Research Group for Nano Structuring and Bio-Analytics (NASAN)
NASAN's main field of research is the development of methods for the quantitative analysis of biochemical and biological systems.
Our group has many years of experience in single-molecule fluorescence microscopy, atomic force microscopy and high-speed atomic force microscopy, quartz crystal microbalance and 2D/3D nanolithography. We have a cell culture laboratory (BSL 2) and a well-equipped standard chemical laboratory with facilities for protein analysis.
Method Development
NASAN focuses its expertise on single-molecule fluorescence microscopy, atomic force microscopy and high-speed atomic force microscopy, quartz crystal microbalance and 2D/3D nanolithography. We are interested in combining these nanotechnological methods to qualitatively and quantitatively study biological systems of varying degrees of complexity, from the dynamics of single proteins to the behavior of complex tissues.

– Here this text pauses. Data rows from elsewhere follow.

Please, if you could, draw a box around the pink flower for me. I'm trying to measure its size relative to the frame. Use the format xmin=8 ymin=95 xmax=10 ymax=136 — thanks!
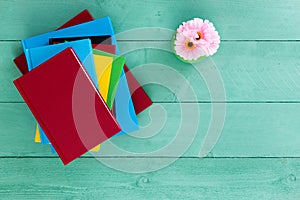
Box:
xmin=175 ymin=18 xmax=220 ymax=60
xmin=174 ymin=33 xmax=205 ymax=60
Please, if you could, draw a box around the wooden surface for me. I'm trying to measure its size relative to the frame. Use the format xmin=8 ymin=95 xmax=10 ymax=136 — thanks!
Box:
xmin=0 ymin=0 xmax=300 ymax=200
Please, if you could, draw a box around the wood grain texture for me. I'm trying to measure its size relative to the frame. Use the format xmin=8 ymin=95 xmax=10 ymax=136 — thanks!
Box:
xmin=0 ymin=158 xmax=300 ymax=200
xmin=0 ymin=103 xmax=300 ymax=157
xmin=0 ymin=0 xmax=300 ymax=40
xmin=0 ymin=42 xmax=300 ymax=102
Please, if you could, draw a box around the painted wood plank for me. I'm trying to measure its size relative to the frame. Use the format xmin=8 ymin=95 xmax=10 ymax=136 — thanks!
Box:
xmin=0 ymin=158 xmax=300 ymax=200
xmin=0 ymin=103 xmax=300 ymax=157
xmin=0 ymin=42 xmax=300 ymax=102
xmin=0 ymin=0 xmax=300 ymax=40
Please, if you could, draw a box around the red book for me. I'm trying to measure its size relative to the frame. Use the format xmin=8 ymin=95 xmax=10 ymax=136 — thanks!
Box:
xmin=14 ymin=10 xmax=94 ymax=74
xmin=14 ymin=10 xmax=152 ymax=114
xmin=14 ymin=48 xmax=121 ymax=165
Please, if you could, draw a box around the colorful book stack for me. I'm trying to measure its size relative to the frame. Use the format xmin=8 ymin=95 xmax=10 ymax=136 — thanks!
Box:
xmin=14 ymin=10 xmax=152 ymax=164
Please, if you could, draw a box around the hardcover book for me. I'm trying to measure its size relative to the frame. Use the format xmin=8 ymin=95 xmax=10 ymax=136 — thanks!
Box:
xmin=14 ymin=48 xmax=121 ymax=165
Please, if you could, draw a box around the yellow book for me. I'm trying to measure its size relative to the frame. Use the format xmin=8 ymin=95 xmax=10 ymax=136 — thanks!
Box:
xmin=94 ymin=55 xmax=113 ymax=102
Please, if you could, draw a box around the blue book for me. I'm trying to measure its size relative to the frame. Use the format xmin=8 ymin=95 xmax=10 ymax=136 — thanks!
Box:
xmin=22 ymin=17 xmax=139 ymax=139
xmin=25 ymin=39 xmax=98 ymax=144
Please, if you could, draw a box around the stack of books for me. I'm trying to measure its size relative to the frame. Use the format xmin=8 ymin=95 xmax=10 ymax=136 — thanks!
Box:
xmin=14 ymin=10 xmax=152 ymax=165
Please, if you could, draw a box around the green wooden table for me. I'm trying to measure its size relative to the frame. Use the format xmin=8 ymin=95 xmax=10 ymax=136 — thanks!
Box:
xmin=0 ymin=0 xmax=300 ymax=200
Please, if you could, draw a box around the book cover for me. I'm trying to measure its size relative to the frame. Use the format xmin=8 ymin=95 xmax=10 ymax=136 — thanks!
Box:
xmin=14 ymin=9 xmax=94 ymax=74
xmin=26 ymin=39 xmax=98 ymax=144
xmin=14 ymin=48 xmax=121 ymax=165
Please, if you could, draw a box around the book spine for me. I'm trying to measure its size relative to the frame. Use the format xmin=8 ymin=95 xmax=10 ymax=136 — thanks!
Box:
xmin=14 ymin=79 xmax=68 ymax=165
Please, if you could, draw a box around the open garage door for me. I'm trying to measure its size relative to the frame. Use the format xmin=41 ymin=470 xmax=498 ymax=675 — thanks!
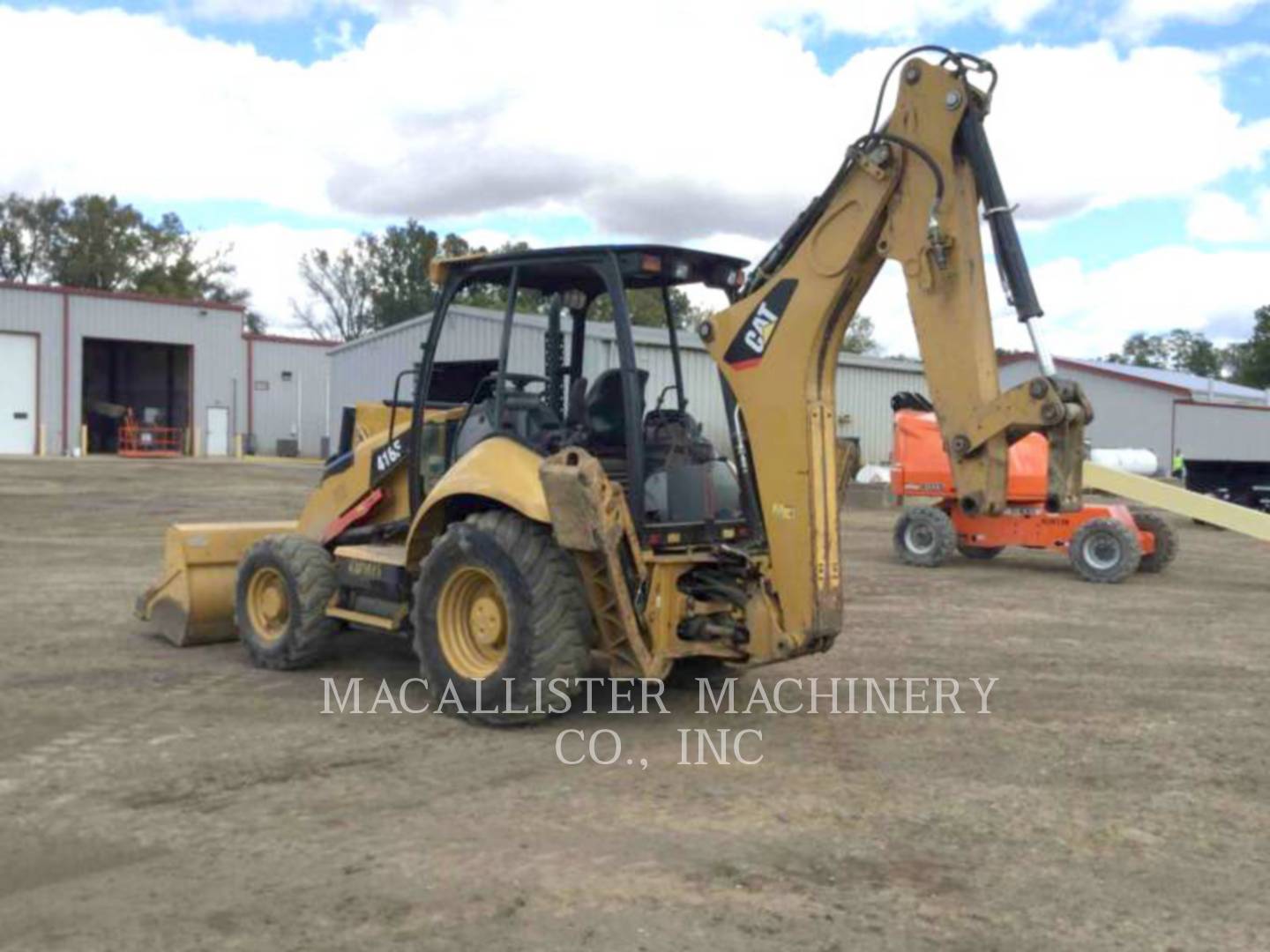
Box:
xmin=83 ymin=338 xmax=193 ymax=453
xmin=0 ymin=334 xmax=40 ymax=456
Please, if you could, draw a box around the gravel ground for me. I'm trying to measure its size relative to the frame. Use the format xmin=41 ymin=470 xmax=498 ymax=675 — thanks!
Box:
xmin=0 ymin=459 xmax=1270 ymax=952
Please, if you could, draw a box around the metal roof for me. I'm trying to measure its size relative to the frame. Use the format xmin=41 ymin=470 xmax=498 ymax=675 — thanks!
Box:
xmin=1062 ymin=358 xmax=1266 ymax=404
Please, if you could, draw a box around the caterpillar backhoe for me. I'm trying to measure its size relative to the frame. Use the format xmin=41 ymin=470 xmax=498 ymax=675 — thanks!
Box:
xmin=138 ymin=47 xmax=1092 ymax=721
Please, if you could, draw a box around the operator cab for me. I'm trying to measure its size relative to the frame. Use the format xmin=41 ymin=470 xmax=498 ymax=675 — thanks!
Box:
xmin=413 ymin=245 xmax=758 ymax=548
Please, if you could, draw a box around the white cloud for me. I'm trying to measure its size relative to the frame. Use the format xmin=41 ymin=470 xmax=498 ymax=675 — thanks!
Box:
xmin=7 ymin=0 xmax=1270 ymax=354
xmin=1186 ymin=188 xmax=1270 ymax=242
xmin=860 ymin=245 xmax=1270 ymax=357
xmin=199 ymin=225 xmax=357 ymax=337
xmin=0 ymin=7 xmax=1270 ymax=240
xmin=1108 ymin=0 xmax=1265 ymax=41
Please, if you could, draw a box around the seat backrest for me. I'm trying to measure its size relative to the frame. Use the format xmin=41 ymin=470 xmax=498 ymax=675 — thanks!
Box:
xmin=564 ymin=377 xmax=586 ymax=429
xmin=586 ymin=367 xmax=647 ymax=448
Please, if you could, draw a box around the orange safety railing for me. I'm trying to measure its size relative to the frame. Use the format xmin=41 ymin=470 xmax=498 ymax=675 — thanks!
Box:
xmin=119 ymin=423 xmax=185 ymax=457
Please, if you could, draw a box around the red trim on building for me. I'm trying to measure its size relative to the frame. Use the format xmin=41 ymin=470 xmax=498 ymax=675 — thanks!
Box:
xmin=243 ymin=334 xmax=344 ymax=346
xmin=0 ymin=280 xmax=246 ymax=314
xmin=63 ymin=291 xmax=71 ymax=456
xmin=243 ymin=334 xmax=257 ymax=450
xmin=997 ymin=354 xmax=1194 ymax=396
xmin=0 ymin=330 xmax=43 ymax=455
xmin=1174 ymin=400 xmax=1270 ymax=413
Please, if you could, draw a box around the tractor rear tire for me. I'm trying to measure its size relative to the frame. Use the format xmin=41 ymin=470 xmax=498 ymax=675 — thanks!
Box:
xmin=894 ymin=505 xmax=956 ymax=569
xmin=956 ymin=542 xmax=1005 ymax=562
xmin=1132 ymin=513 xmax=1177 ymax=572
xmin=234 ymin=534 xmax=339 ymax=672
xmin=414 ymin=510 xmax=594 ymax=725
xmin=1067 ymin=519 xmax=1142 ymax=584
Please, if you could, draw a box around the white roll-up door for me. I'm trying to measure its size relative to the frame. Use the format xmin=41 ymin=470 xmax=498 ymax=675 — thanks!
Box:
xmin=0 ymin=334 xmax=37 ymax=456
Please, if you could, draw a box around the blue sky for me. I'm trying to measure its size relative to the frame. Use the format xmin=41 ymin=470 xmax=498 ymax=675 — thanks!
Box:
xmin=0 ymin=0 xmax=1270 ymax=355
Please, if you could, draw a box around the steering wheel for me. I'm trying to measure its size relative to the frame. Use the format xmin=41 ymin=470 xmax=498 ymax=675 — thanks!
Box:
xmin=500 ymin=372 xmax=550 ymax=393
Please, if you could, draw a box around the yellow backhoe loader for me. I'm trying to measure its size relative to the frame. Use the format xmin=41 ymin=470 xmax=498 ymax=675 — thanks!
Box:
xmin=138 ymin=47 xmax=1092 ymax=721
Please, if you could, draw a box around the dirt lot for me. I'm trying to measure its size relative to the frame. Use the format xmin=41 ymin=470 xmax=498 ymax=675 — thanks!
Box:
xmin=0 ymin=459 xmax=1270 ymax=951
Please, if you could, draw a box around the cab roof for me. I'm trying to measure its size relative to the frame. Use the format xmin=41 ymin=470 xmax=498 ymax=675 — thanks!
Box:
xmin=430 ymin=245 xmax=750 ymax=297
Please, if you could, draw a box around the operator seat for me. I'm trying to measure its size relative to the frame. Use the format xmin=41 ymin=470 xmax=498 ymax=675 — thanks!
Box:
xmin=584 ymin=368 xmax=647 ymax=456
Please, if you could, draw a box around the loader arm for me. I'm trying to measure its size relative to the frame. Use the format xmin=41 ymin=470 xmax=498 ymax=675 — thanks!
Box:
xmin=698 ymin=53 xmax=1091 ymax=640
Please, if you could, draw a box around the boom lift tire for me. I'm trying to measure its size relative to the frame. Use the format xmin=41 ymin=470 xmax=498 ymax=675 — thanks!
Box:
xmin=1067 ymin=519 xmax=1142 ymax=584
xmin=1132 ymin=513 xmax=1177 ymax=572
xmin=894 ymin=505 xmax=956 ymax=569
xmin=956 ymin=542 xmax=1005 ymax=562
xmin=414 ymin=510 xmax=594 ymax=724
xmin=234 ymin=534 xmax=339 ymax=672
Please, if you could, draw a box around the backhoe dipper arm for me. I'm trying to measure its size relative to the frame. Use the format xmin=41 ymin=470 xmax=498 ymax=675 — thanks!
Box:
xmin=698 ymin=53 xmax=1090 ymax=643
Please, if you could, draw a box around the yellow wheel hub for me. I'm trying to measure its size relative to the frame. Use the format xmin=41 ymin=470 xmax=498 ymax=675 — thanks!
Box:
xmin=437 ymin=566 xmax=507 ymax=679
xmin=246 ymin=568 xmax=291 ymax=643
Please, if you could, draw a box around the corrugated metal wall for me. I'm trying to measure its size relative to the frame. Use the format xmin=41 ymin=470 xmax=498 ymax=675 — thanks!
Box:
xmin=67 ymin=294 xmax=246 ymax=453
xmin=1174 ymin=402 xmax=1270 ymax=464
xmin=243 ymin=338 xmax=339 ymax=456
xmin=0 ymin=288 xmax=63 ymax=453
xmin=1001 ymin=358 xmax=1190 ymax=472
xmin=330 ymin=307 xmax=927 ymax=462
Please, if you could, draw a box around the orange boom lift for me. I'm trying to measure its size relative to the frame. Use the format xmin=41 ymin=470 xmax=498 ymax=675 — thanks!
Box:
xmin=890 ymin=405 xmax=1177 ymax=583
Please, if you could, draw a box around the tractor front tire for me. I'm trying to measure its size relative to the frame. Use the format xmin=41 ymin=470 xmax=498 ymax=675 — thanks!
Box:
xmin=1132 ymin=513 xmax=1177 ymax=572
xmin=414 ymin=510 xmax=593 ymax=725
xmin=1067 ymin=519 xmax=1142 ymax=584
xmin=234 ymin=534 xmax=339 ymax=672
xmin=894 ymin=505 xmax=956 ymax=569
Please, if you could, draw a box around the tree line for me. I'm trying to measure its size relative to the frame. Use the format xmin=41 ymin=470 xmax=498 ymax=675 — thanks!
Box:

3D nanolithography is the only tool that enables 3D structuring with structure sizes from micro to nanometers. We use our lithography systems for the modification of microfluidic channels, the structuring of 3D tissue scaffolds and for conductive structures. We also use maskless UV lithography for large-area 2D microprints.
Quantitative atomic force microscopy (AFM) and high-speed atomic force microscopy (HS-AFM) are used to investigate the topography, mechanical properties and molecular dynamics at the nanoscale. In particular, HS-AFM allows us to determine the structure and degree of oligomerization of proteins, the translation and conformational dynamics, as well as the binding kinetics that control the association/dissociation with binding partners. Quantitative AFM also allows us to characterize samples (from single proteins to cells and tissues) with respect to their quantitative nanomechanical and adhesion properties.
Multicolour 3D superresolution microscopy is a method to characterize biological processes in single cells nanoscopically. Using this technique and comparative 3D image analysis, it is possible to distinguish different states of a cell at the nanoscopic level, 3D single molecule tracking can quantify the dynamics of individual molecules within cells and quantitative analysis of the intensity of individual emitters can determine the abundance of certain proteins in cells.
Quantification of Bio-nano-particles
We quantify different types of bio-nanoparticles (antibodies, high-density/low-density lipoprotein particles, extracellular vesicles, etc.) in terms of their interactions, their shape/geometry/oligomeric state, their lipid/protein composition as well as their cellular uptake and downstream effects.
We use quantitative atomic force microscopy to study the topography and mechanical properties of bio-nanoparticles (BNPs), use high-speed atomic force microscopy to directly visualize the molecular dynamics and underlying interactions, and quantify the abundance of fluorescently tagged proteins in BNPs. Multicolor 3D super-resolution microscopy in combination with quantitative 3D image analysis also allows us to image biological processes in individual cells nanoscopically and to compare different states of a cell at the nanoscopic level.
3D Tissue Scaffolds in Microfluidics
In NASAN, we develop microscopic 3D tissue scaffolds for 3D cell culture that fit into small microfluidic devices. In this way, we mimic complex systems such as the blood-brain barrier and use high-resolution fluorescence microscopy techniques to monitor transport processes between the different cell layers.
3D tissue scaffolds are printed using 3D multiphoton lithography and consist of functional polymers. This makes it possible to tune the mechanical properties, coat the structures with proteins and improve biocompatibility. For quantitative analysis, we combine microfluidics with multicolor, single-molecule sensitive fluorescence microscopy, which enables the visualization of molecular co-localization, 3D tracking of uptake events and quantification of molecular processes on the nanometer scale. Recently, we have developed a dual-channel microfluidic system that mimics the blood-brain barrier - a 3D scaffold used to study thrombus formation and for use as a 3D protein chip.
Protein Dynamics
We characterize the interplay of antibodies, complement proteins and Fc-receptors that trigger immunological effector functions.
We use different biophysical techniques to characterize the interaction of proteins involved in various immunological processes such as activation of the complement system and antibody-dependent cell-mediated cytotoxicity. Using high-speed atomic force microscopy, we can directly observe these processes on antigenic membranes with nanometer spatial and millisecond temporal resolution, while complementary single-molecule force spectroscopy, quartz crystal microbalance and surface plasmon resonance provide kinetic reaction rates, affinities, and interaction forces and energies.The combination of these methods allows us to characterize the respective molecular pathways in detail, create complex models of them and perform computer simulations to further deepen our understanding of the spatial and temporal relationships of proteins that trigger or inhibit a particular immune response. Our overarching goal is to use this knowledge to identify opportunities within the molecular signaling pathways where inhibitory factors or drugs can interfere with or enhance the actual process - and thus support the preclinical development of drugs to modulate the complement system and immune effector cells in the context of immunotherapies.